Ratings25
Average rating3.8
I adored Garden Spells and so was curious find out what the Waverlys had been up to since then. Sadly, this one didn't quite hit all the same/right notes that its predecessor did. I liked the family isn't just blood, sometimes it's found theme and that Claire, always the level headed one was questioning her place with her loved ones, with her life, with everything. My problem was the way Claire's questioning was instigated - Russell and his grey shyster suit and gone in the blink of an eye abilities felt weak and wispy. Like there wasn't anything there but smoke, the non-magical kind. On top of that, Sydney's desperate for another child story felt predictable and repetitive. Haven't made up my mind where Bay and her story is concerned. I liked her magical OCD but the whole note to Josh and then sitting on the school steps every. day. felt, well, a little bit creepy.
Still I there wasn't anything to make me put the book down and walk away for good. I enjoyed the writing and as always Evanelle is a fantastic character (love Fred too).
Just like Garden Spells, this book takes you to a magical place and fills you up with warmth.

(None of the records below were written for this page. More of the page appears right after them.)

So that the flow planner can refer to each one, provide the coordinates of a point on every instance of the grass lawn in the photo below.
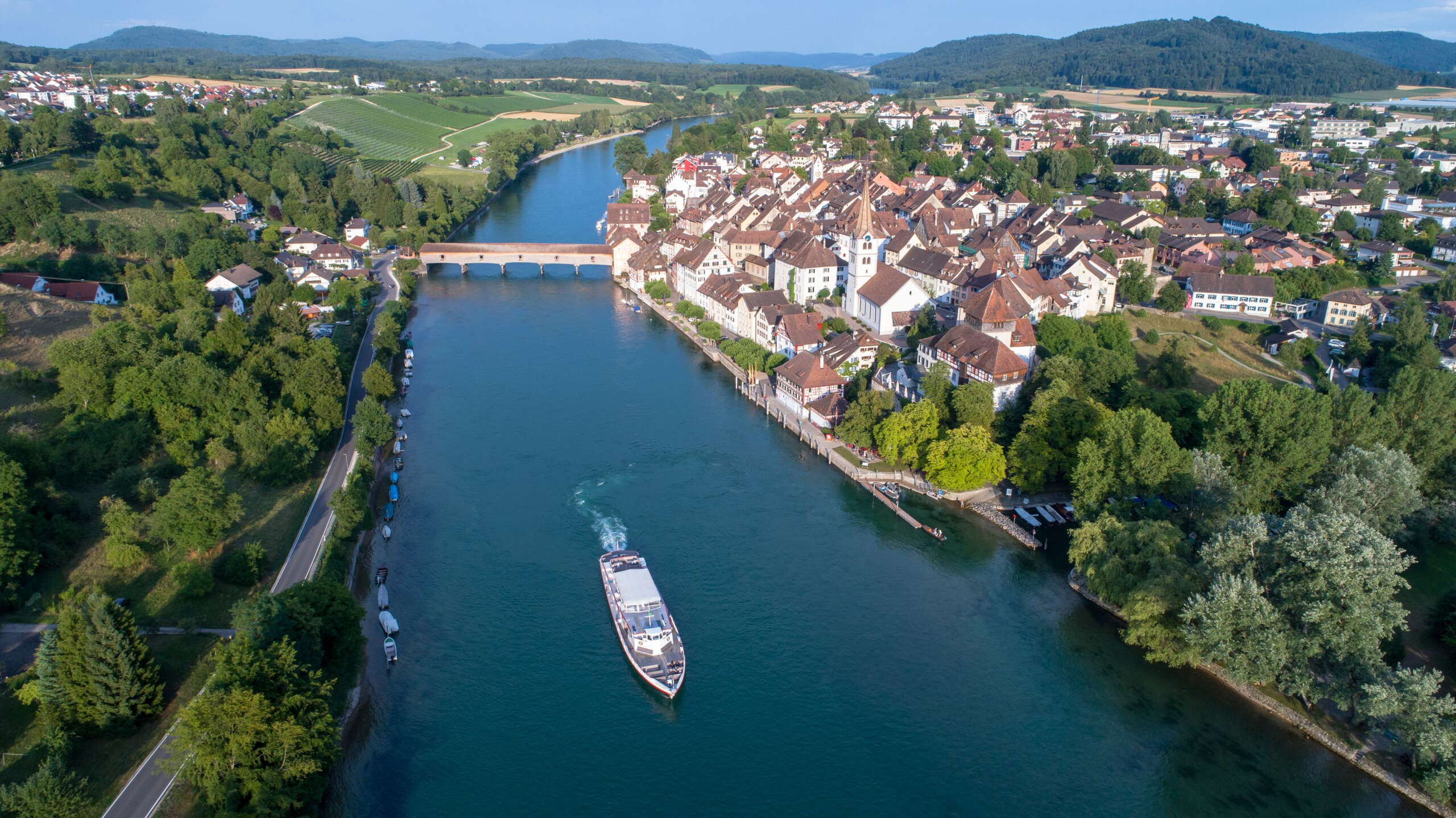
(271, 517)
(1209, 367)
(453, 175)
(107, 762)
(872, 466)
(134, 213)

It just made me feel cozy and at home and I was so happy to see the great great characters of Garden Spells again - also in this book, they felt so real, so honest and so familiar. Great read!
I'm not sure there was enough story left to warrant a sequel to Allen's first book, Garden Spells, but her voice is so hypnotic that it doesn't really matter. Allen proudly carries the magic realism banner forward, and she doesn't fall victim to the Hallmark Hall of Fame sentimentalism that doomed Luanne Rice's later novels. I wasn't thrilled to realize that most of the novel would revolve around teenaged Bay Waverly, and the boy who she is sure she “belongs with” but Allen makes the cliched plot work by focusing on the two characters' inner growth and relationships with others, and by keeping the relationship relatively low key until the very end.
The subplots for the Waverly sisters, Claire and Sydney, have much lower stakes this time around, but it's good to re-visit them and see their happy marriages. The most interesting characters to me were the secondary ones - the mysterious old man who appears in town, the woman who runs the local inn with her brother, the aging homosexual who is the live-in caretaker for the sisters' ailing cousin Evanelle, and Bay's bus stop friend and fellow social outcast. With a few brief words, Allen manages to flesh out these characters and make the reader connect with them, even the ones who are less than heroic.
Happy to hear that Allen has been in remission for three years from breast cancer. Long may she write in good health.